Asylum suffers from a drastic case of "seen-it-all-before-itis". The film opens with an 8-year old Madison witnessing her father committing suicide -- thus her fears of mental illness running through the family. This sort of depressing opening/adult trauma has been in many movies. The idea of the inmates killing the cruel director of an asylum was lifted directly from House on Haunted Hill. Then, we have the creepy caretaker (Joe Inscoe), who warns everyone to stay away.
However, the biggest insult comes in the fact that the second half of the film plays just like a Nightmare on Elm Street movie (specifically parts 4 & 5). Each of the characters holds a terrible secret (everyone has baggage, but what are the odds of all of these damaged people coming together? Aren't they only 18?), and Dr. Burke psychically learns of their pasts and uses it to torment them. There's no sugar-coating here, Burke essentially becomes Freddy Krueger and begins to kill the characters by placing them in their darkest memories. One of the murders is nearly a carbon-copy of one from the Elm Street movies. The only difference is that the victims aren't sleeping and that Dr. Burke has his lobotomy needles instead of knives.
These unoriginal factors lead to a boring and tedious movie, which is surprising, as Ellis' other movies have been, if nothing else, action-packed. But, Asylum seems to creep along. We meet the characters, listen to them spout incredibly unrealistic dialogue, and then watched them get picked off one-by-one. The second and third acts are incredibly tiresome, as the film becomes very episodic. Each time that a character is alone, we know that Burke is about to torture them. The movie also grows more and more unrealistic as it goes on. At the beginning, the dorm is full of students, but by the second half, only our main cast is around. Where did everyone else go? Is Fall Break here already?
Going off to college can be one of the scariest times in a young person's life, and this would make a great premise of a horror movie. However, Asylum doesn't even come close to addressing this issue, as it's only interested in inane dialogue and cheap scare set-pieces. The story is unoriginal, the characters are unlikable, and the pacing is snail-like. The only positive thing that I can say about Asylum is that it's (probably) the best film made in Rock Hill, South Carolina in 2007.
Asylum skips freshman orientation on DVD courtesy of 20th Century Fox Home Entertainment. The film has been letterboxed at 2.35:1 and the transfer is enhanced for 16 x 9 TVs. Please keep in mind that I was viewing a special preview disc for this review. The image is fairly sharp and clear, showing no grain and no defects from the source material. However, this is a very dark movie (no one turns on any lights in the dorm, although, there are always lights in the windows in the establishing shots), and this translates to a DVD which is quite dark at times.

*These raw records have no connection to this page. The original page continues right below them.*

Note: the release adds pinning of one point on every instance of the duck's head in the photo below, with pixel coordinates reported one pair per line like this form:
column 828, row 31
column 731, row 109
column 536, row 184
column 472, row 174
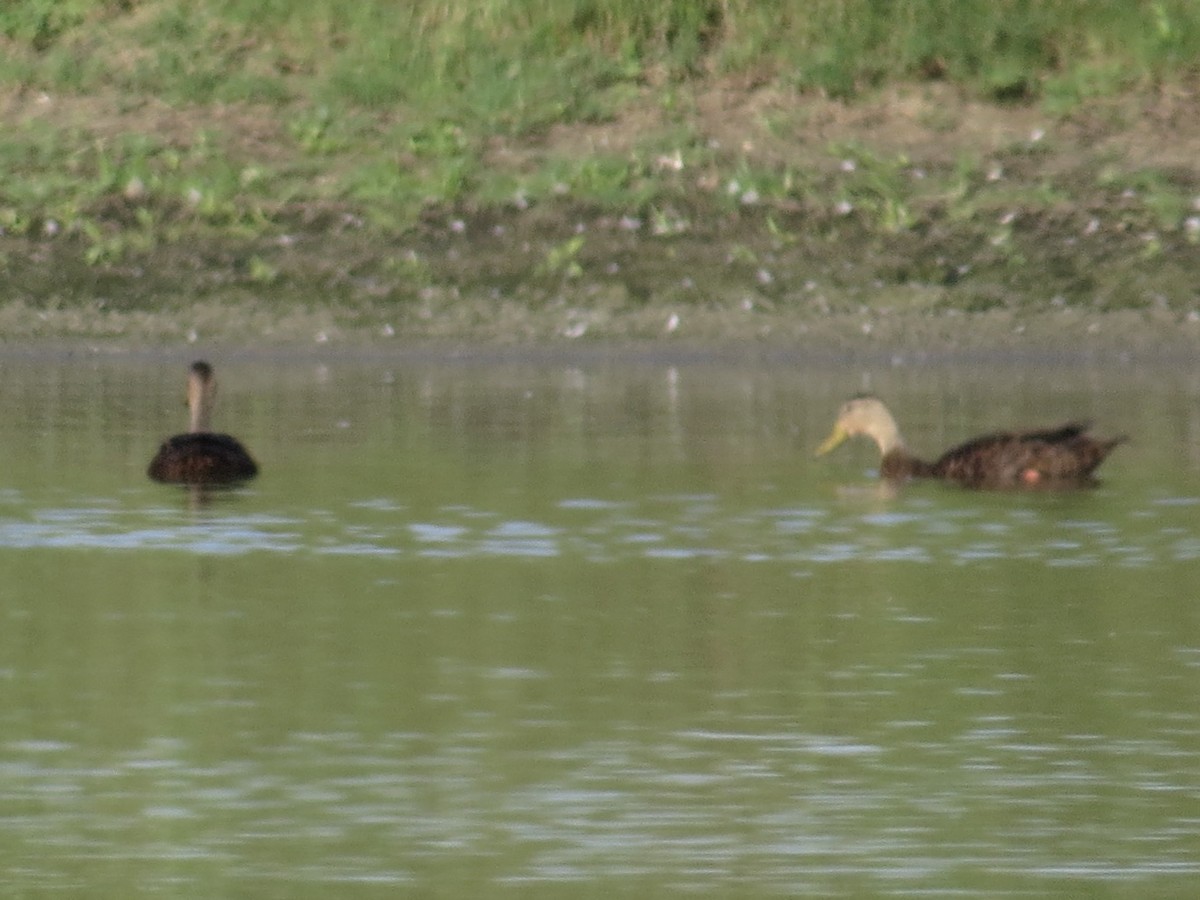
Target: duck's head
column 863, row 415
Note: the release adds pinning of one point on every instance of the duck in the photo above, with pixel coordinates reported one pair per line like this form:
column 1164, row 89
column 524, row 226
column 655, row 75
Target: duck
column 1061, row 456
column 202, row 456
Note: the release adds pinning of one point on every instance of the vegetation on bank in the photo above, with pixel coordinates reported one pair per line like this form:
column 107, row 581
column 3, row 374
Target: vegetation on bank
column 220, row 132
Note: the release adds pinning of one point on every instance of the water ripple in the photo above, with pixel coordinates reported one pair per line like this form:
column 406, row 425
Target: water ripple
column 687, row 527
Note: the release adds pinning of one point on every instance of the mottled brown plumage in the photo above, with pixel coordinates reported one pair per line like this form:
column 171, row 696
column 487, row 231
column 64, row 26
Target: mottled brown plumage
column 1065, row 456
column 201, row 456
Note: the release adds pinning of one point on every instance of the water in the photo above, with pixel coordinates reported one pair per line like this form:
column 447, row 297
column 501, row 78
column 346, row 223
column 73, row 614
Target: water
column 573, row 625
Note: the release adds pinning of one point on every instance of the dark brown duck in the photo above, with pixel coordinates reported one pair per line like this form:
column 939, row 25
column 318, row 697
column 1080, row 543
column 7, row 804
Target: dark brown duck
column 201, row 456
column 1065, row 456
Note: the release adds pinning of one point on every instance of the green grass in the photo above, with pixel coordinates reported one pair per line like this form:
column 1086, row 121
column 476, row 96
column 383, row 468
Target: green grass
column 219, row 118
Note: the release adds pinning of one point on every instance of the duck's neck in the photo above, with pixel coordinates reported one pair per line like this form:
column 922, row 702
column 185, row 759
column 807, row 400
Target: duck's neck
column 201, row 405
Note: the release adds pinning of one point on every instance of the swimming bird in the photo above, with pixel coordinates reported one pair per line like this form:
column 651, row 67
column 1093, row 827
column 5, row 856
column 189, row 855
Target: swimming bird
column 201, row 456
column 1063, row 456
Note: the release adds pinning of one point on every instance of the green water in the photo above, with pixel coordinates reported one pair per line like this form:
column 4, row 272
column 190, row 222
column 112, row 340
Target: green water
column 573, row 627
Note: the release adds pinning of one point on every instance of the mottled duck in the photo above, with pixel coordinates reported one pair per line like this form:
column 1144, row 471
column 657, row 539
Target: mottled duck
column 201, row 456
column 1063, row 456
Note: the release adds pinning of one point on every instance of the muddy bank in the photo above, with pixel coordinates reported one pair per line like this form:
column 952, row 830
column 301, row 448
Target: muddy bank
column 575, row 276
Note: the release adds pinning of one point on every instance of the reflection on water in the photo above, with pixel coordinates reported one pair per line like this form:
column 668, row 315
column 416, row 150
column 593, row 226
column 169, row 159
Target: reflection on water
column 564, row 628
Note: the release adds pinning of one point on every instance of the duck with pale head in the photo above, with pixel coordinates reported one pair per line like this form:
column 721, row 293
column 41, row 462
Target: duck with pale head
column 1059, row 457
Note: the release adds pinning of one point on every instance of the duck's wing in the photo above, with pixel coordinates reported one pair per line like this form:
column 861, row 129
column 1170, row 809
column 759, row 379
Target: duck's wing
column 1062, row 454
column 203, row 457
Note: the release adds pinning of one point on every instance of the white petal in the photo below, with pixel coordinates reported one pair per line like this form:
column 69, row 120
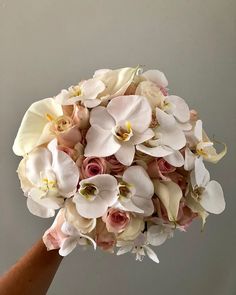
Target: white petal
column 213, row 198
column 39, row 210
column 125, row 154
column 68, row 245
column 156, row 236
column 33, row 123
column 138, row 177
column 175, row 159
column 151, row 254
column 132, row 108
column 124, row 250
column 100, row 116
column 100, row 143
column 67, row 172
column 189, row 160
column 158, row 151
column 170, row 195
column 181, row 109
column 157, row 77
column 90, row 209
column 37, row 161
column 138, row 138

There was also some noticeable pixellation in some shots, but, again, this could be attributed to the preview disc. The DVD offers a Dolby Digital 5.1 audio track which provides clear dialogue and sound effects. The track offers some nice stereo effects, which play well to the students hearing odd noises in the dorm. The action scenes contains notable surround effects and there are a few moments where the "boom" of the subwoofer drives a scene home.
There are no extra features on this DVD.